Step 2: Deploy the CloudFormation stack for the hosting account

After you've opened the URL in Postman, the AWS CloudFormation console opens in your browser. A new stack will have been created with the parameters completed.

  1. On the Quick Create Stack page, review and confirm the settings.

  2. Confirm the acknowledgment that the template will create AWS Identity and Access Management (IAM) resources.

  3. Choose Create stack to deploy the stack.

  4. View the status of the stack in the AWS CloudFormation console under the Status column. You should receive a CREATE_COMPLETE status in approximately ten minutes. The hosting account will be ready to onboard.
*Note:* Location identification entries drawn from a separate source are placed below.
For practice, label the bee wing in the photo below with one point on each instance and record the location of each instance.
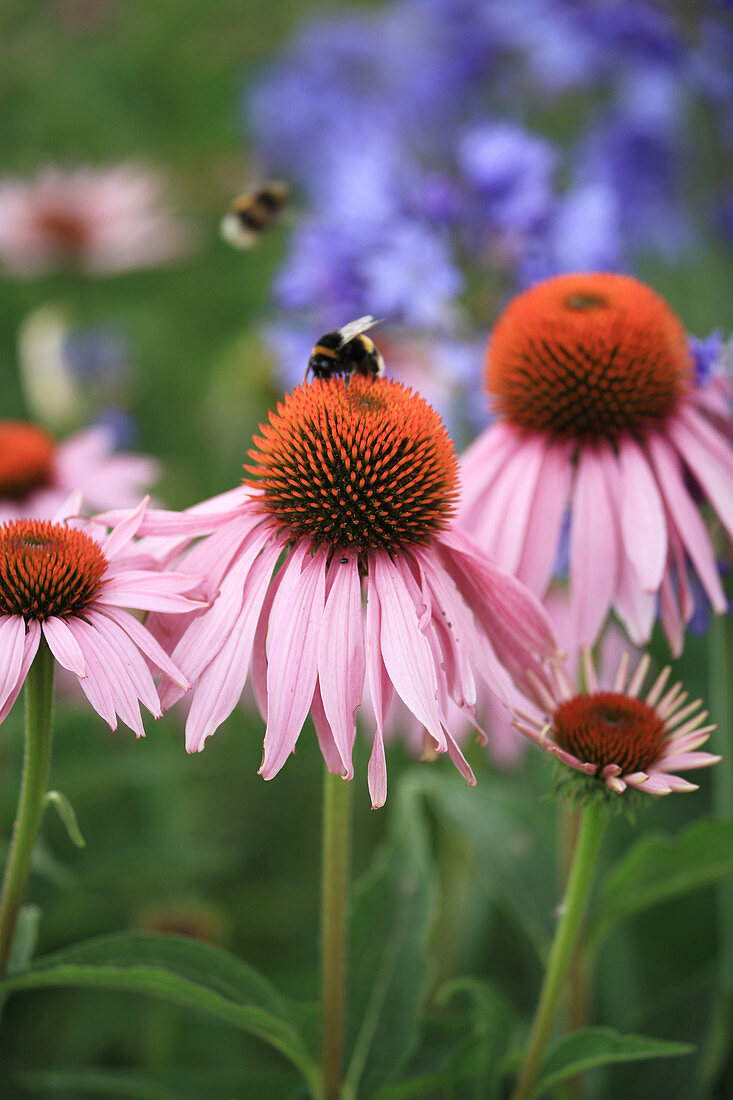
(356, 328)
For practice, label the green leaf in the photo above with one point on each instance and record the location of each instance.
(659, 867)
(65, 811)
(170, 1085)
(513, 835)
(183, 971)
(481, 1060)
(599, 1046)
(389, 969)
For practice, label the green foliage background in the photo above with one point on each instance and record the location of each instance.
(171, 837)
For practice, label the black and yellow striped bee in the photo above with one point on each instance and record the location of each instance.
(252, 212)
(347, 351)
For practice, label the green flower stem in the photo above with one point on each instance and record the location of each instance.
(592, 826)
(334, 912)
(31, 803)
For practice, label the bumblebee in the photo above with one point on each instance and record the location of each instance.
(347, 351)
(252, 212)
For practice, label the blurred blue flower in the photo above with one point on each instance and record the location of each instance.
(706, 354)
(512, 172)
(414, 132)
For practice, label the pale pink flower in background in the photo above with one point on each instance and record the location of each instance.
(67, 587)
(615, 737)
(37, 474)
(598, 413)
(351, 495)
(94, 220)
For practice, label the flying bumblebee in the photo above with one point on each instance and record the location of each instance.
(252, 212)
(347, 351)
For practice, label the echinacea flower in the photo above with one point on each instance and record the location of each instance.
(37, 474)
(94, 220)
(598, 413)
(353, 486)
(67, 586)
(616, 737)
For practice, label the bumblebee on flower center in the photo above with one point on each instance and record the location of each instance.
(361, 465)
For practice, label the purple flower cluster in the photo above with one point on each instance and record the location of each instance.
(416, 134)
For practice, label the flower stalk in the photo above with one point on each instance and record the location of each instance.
(592, 826)
(334, 912)
(32, 801)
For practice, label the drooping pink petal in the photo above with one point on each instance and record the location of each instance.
(95, 684)
(405, 649)
(221, 682)
(594, 556)
(146, 645)
(686, 518)
(131, 660)
(151, 592)
(546, 514)
(326, 743)
(480, 464)
(710, 458)
(341, 658)
(126, 529)
(634, 607)
(380, 689)
(208, 631)
(64, 646)
(293, 653)
(12, 647)
(30, 649)
(376, 771)
(505, 513)
(643, 520)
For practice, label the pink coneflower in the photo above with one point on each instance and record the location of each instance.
(94, 220)
(64, 585)
(617, 738)
(37, 474)
(592, 382)
(353, 487)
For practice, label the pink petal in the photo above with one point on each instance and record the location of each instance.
(480, 464)
(12, 649)
(500, 528)
(376, 771)
(29, 650)
(218, 689)
(293, 653)
(643, 520)
(64, 646)
(594, 553)
(126, 529)
(131, 659)
(545, 524)
(341, 659)
(710, 458)
(207, 633)
(146, 644)
(96, 683)
(634, 607)
(684, 761)
(405, 649)
(326, 743)
(148, 591)
(687, 519)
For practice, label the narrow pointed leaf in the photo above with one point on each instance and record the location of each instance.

  5. Note the following values from the Outputs and Parameters section of the stack.

    1. EnvMgmtRoleArn

    2. HostingAccountHandlerRoleArn

    3. ExternalId

The following input parameters can be seen in the onboard account template. Not all parameters may apply to your chosen template.

Parameter Default Description
Namespace An environment name that will be prefixed to resource names. Make sure this matches your main account stack name.
Main Account Id Your Main Account ID where RSW is deployed
External Id A unique ID used to identify this account
Status Handler Role ARN The arn of status handler role in the main account
API Handler Role ARN The arn of API lambda handler role in the main account
Account Handler Role ARN The arn of account handler role in the main account
VPC CIDR 10.0.0.0/16 Enter the IP range (CIDR notation) for the VPC created by this template
Public Subnet CIDR 10.0.0.0/19 Enter the IP range (CIDR notation) for the Subnet created by this template
Launch Constraint Role Prefix * Role name prefix to use when creating a launch constraint role in the on-boarded account
Launch Constraint Policy Prefix * Customer managed policy name prefix to use when creating a launch constraint role in the on-boarded account
Enable Flow Logs Enable flow logs on VPCs and Subnets created on this account
VPC ID The ID of an existing VPC in which all instances will reside
Subnet ID The ID of an existing Subnet in which all instances will reside

After you've deployed the hosting account stack, explore account resources and APIs available in the solution's Developer Guide.